On Wednesday, November 1, 2017 7:35 PM, Michael S. Tsirkin wrote:
> > You have to either use and additional descriptor for metadata per chain.
> > Or putting it in one of the buffers and forcing the lifetime of the metadata
> and data to be the same.
> 
> That's true. It would be easy to make descriptors e.g. 32 bytes each, so
> you can add extra data in there. Or if we can live with wasting some
> bytes per descriptor, we could add a descriptor flag that marks the
> address field as meta-data. You could then chain it with a regular
> descriptor for data. However all in all the simplest option is probably
> in the virtio header which can be linear with the packet.
[I.L] In the current proposal descriptor size == SGE (scatter gather entry) size.
I'm not sure that's a good idea.
For example we are considering having an RX ring were you just post a list
of PFN's so a sge is only 8 bytes.

I might be wrong here, so please correct me if that's the not the case.
but I've gotten the impression that due to DPDK limitations you've focused 
on the use case where you have 1 SGE.
I'm not sure that a representative workload for network devices,
As LSO is an important offload.

And the storage guys also complained about this issue.

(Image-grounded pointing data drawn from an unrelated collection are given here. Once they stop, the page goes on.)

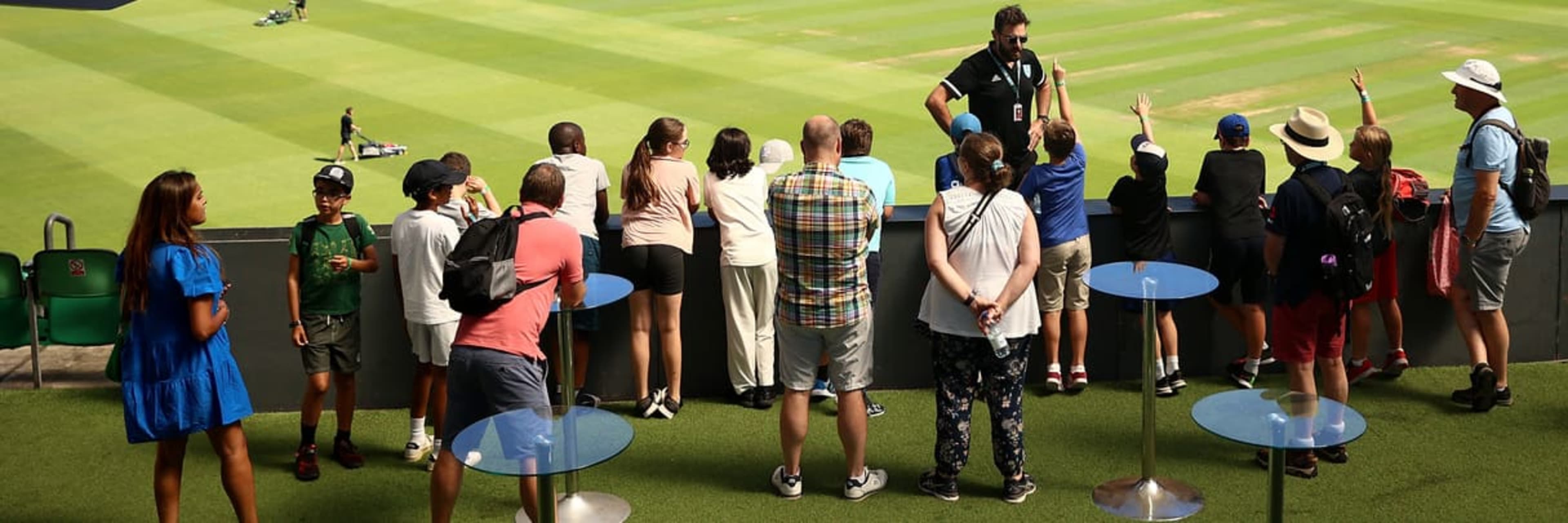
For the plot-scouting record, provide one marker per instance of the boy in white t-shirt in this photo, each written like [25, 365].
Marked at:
[586, 208]
[421, 242]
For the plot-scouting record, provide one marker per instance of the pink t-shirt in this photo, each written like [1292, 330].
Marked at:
[667, 221]
[546, 247]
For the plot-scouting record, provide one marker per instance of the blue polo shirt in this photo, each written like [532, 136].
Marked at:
[1303, 222]
[1487, 150]
[1056, 195]
[879, 177]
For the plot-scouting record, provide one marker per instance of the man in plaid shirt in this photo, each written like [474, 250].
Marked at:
[824, 224]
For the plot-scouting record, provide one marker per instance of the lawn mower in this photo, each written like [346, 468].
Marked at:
[276, 18]
[374, 150]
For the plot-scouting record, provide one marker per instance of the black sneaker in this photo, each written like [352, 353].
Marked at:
[747, 398]
[1335, 454]
[1486, 390]
[766, 396]
[935, 484]
[1299, 464]
[1017, 491]
[1163, 389]
[1506, 396]
[1239, 376]
[305, 464]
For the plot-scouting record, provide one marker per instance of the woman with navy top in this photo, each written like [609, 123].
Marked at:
[176, 370]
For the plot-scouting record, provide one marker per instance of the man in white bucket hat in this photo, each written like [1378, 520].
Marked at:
[1490, 228]
[1308, 324]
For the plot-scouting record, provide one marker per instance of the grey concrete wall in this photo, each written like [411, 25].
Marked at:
[256, 262]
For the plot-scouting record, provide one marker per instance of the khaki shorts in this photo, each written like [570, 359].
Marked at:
[849, 351]
[433, 343]
[1060, 279]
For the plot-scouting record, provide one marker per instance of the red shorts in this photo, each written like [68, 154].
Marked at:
[1313, 329]
[1385, 279]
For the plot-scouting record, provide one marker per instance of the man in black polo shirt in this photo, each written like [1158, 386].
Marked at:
[1004, 84]
[345, 132]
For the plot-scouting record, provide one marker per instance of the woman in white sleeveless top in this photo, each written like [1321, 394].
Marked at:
[982, 247]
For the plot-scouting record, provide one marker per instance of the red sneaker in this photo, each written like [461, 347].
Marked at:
[1396, 363]
[1357, 373]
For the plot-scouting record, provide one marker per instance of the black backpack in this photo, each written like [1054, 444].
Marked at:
[1532, 189]
[480, 274]
[1348, 239]
[310, 227]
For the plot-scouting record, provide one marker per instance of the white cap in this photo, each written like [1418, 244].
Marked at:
[1481, 76]
[774, 154]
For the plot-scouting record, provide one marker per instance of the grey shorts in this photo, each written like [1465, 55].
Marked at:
[483, 382]
[432, 343]
[332, 343]
[849, 351]
[1484, 269]
[1060, 279]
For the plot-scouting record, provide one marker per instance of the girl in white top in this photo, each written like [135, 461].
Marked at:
[661, 194]
[737, 192]
[982, 247]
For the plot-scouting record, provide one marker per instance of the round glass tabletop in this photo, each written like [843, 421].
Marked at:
[1150, 280]
[1280, 420]
[603, 290]
[535, 443]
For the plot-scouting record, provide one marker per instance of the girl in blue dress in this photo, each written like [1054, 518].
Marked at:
[178, 373]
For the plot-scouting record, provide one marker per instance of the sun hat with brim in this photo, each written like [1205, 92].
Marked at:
[1310, 134]
[1481, 76]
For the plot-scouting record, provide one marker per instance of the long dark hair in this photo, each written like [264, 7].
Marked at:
[162, 216]
[640, 189]
[1379, 148]
[731, 154]
[978, 161]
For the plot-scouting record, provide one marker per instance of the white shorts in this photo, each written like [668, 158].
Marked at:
[433, 343]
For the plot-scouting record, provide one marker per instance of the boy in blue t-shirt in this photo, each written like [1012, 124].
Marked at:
[327, 253]
[1056, 192]
[948, 175]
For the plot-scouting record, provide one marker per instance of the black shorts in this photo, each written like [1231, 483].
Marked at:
[1239, 262]
[657, 268]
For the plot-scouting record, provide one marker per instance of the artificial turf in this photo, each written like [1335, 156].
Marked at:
[1423, 459]
[99, 103]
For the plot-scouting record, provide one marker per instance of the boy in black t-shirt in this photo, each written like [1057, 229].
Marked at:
[1145, 231]
[1232, 186]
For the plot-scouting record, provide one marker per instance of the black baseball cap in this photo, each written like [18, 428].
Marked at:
[336, 175]
[425, 175]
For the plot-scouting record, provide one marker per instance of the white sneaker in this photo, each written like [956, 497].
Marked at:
[786, 486]
[857, 491]
[418, 448]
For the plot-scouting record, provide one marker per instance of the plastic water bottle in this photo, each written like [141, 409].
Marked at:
[998, 342]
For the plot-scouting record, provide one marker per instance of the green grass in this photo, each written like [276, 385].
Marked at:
[99, 103]
[1421, 461]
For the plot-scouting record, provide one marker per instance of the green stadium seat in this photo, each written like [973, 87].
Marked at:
[79, 294]
[15, 307]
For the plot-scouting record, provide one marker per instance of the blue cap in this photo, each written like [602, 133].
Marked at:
[1233, 126]
[963, 125]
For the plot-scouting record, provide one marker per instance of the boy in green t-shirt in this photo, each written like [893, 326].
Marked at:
[327, 253]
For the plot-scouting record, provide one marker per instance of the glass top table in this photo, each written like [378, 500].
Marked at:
[603, 290]
[1278, 422]
[535, 443]
[1150, 280]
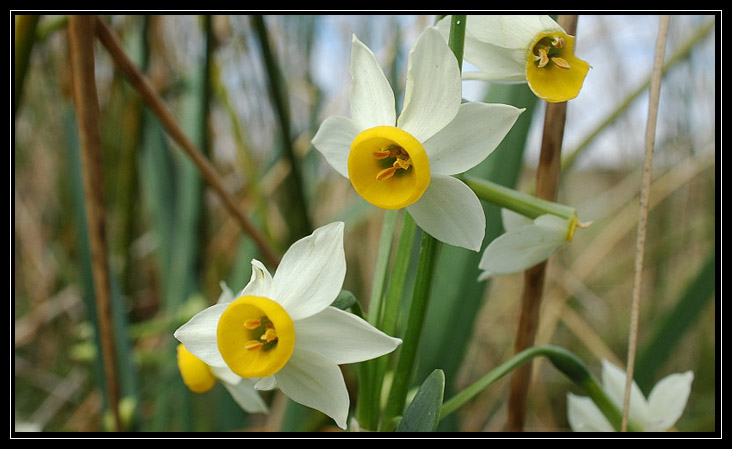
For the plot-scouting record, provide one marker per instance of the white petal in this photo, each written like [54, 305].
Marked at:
[522, 247]
[342, 337]
[613, 380]
[260, 283]
[199, 335]
[510, 31]
[504, 65]
[475, 132]
[316, 382]
[372, 99]
[311, 272]
[434, 89]
[512, 220]
[266, 383]
[333, 140]
[243, 392]
[584, 416]
[450, 212]
[226, 295]
[667, 401]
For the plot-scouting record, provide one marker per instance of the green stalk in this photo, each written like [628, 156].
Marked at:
[423, 282]
[522, 203]
[566, 362]
[418, 309]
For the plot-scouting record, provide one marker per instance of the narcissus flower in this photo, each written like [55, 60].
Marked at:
[281, 332]
[407, 162]
[526, 242]
[200, 378]
[659, 413]
[523, 48]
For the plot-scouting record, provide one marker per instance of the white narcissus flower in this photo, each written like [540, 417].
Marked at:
[281, 332]
[199, 377]
[523, 48]
[659, 413]
[408, 161]
[526, 243]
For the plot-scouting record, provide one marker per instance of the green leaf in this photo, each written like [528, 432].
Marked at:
[423, 413]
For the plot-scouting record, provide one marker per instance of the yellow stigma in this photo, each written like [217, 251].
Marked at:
[195, 373]
[553, 72]
[255, 336]
[388, 167]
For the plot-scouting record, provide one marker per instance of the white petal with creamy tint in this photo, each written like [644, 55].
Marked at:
[613, 380]
[333, 140]
[450, 212]
[342, 337]
[510, 31]
[524, 246]
[198, 335]
[584, 416]
[242, 390]
[316, 382]
[311, 272]
[475, 132]
[372, 99]
[667, 401]
[434, 89]
[260, 282]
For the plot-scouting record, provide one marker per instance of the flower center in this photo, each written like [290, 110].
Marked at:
[195, 373]
[388, 167]
[547, 50]
[255, 336]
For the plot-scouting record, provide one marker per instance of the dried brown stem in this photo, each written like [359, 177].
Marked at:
[156, 104]
[655, 90]
[81, 49]
[547, 180]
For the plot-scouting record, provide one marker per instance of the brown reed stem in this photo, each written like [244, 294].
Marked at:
[156, 104]
[81, 49]
[547, 180]
[654, 93]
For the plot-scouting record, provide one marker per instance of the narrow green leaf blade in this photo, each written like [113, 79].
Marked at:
[423, 414]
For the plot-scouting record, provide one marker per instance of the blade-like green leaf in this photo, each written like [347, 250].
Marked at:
[423, 413]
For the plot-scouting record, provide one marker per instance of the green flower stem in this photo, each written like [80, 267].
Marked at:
[417, 312]
[456, 40]
[367, 406]
[423, 282]
[566, 362]
[522, 203]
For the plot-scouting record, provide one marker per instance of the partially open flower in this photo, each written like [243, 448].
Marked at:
[523, 48]
[408, 162]
[659, 413]
[281, 332]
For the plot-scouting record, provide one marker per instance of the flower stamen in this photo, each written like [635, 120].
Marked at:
[560, 62]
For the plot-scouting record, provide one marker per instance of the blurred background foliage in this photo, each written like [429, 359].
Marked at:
[250, 93]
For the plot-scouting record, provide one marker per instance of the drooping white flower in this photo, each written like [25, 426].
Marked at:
[659, 413]
[523, 48]
[525, 243]
[200, 378]
[408, 161]
[281, 332]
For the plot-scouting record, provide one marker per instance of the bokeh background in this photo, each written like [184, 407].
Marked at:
[171, 242]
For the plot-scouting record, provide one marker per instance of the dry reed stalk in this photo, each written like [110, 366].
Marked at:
[81, 49]
[547, 180]
[158, 107]
[655, 90]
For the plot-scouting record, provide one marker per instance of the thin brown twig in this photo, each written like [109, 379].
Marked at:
[655, 91]
[547, 181]
[81, 49]
[156, 104]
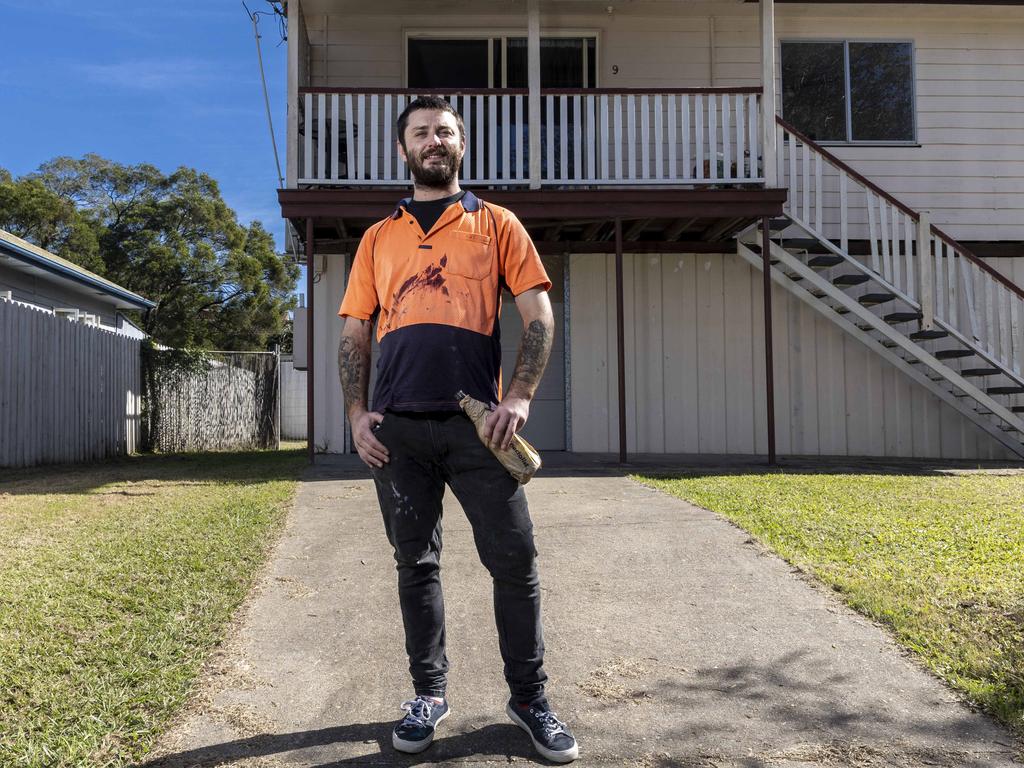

> I suspect a good way to do this would be to just pass offsets within the
> buffer back and forth. I agree sticking such small messages in a
> separate buffer is not ideal. How about an option of replacing PA
> with this data?
[I.L] PA?

> 
> 
> 
> > 3. There is a usage model where you have multiple produce rings
> > And a single completion ring.
> 
> What good is it though? It seems to perform worse than combining
> producer and consumer in my testing.
> 
[I.L] It might be that for virtio-net a single ring is better
But are you really going to argue that its better in all possible use cases?

> 
> > You could implement the completion ring using an additional virtio ring,
> but
> > The current model will require an extra indirection as it force you to write
> into
> > The buffers the descriptor in the completion ring point to. Rather than
> writing the
> > Completion into the ring itself.
> > Additionally the device is still required to write to the original producer ring
> > in addition to the completion ring.
> >
> > I think the best and most flexible design is to have variable size descriptor
> that
> > start with a dword header.
> > The dword header will include - an ownership bit, an opcode and
> descriptor length.
> > The opcode and the "length" dwords following the header will be device
> specific.
> 
> This means that device needs to do two reads just to decode the
> descriptor fully. This conflicts with feedback Intel has been giving on
> list which is to try and reduce number of reads. With header linear with
> the packet, you need two reads to start transmitting the packet.
> 
[I.L] The device can do a single large read and do the parsing afterword's.
You could also use the doorbell to tell the device how much to read.


> Seems to look like the avail bit in the kvm forum presentation.
> 	
[I.L] I don't want to argue over the name. The main difference in my 
proposal is that the device doesn't need to write to the descriptor.
If it wants to you can define a separate bit for that.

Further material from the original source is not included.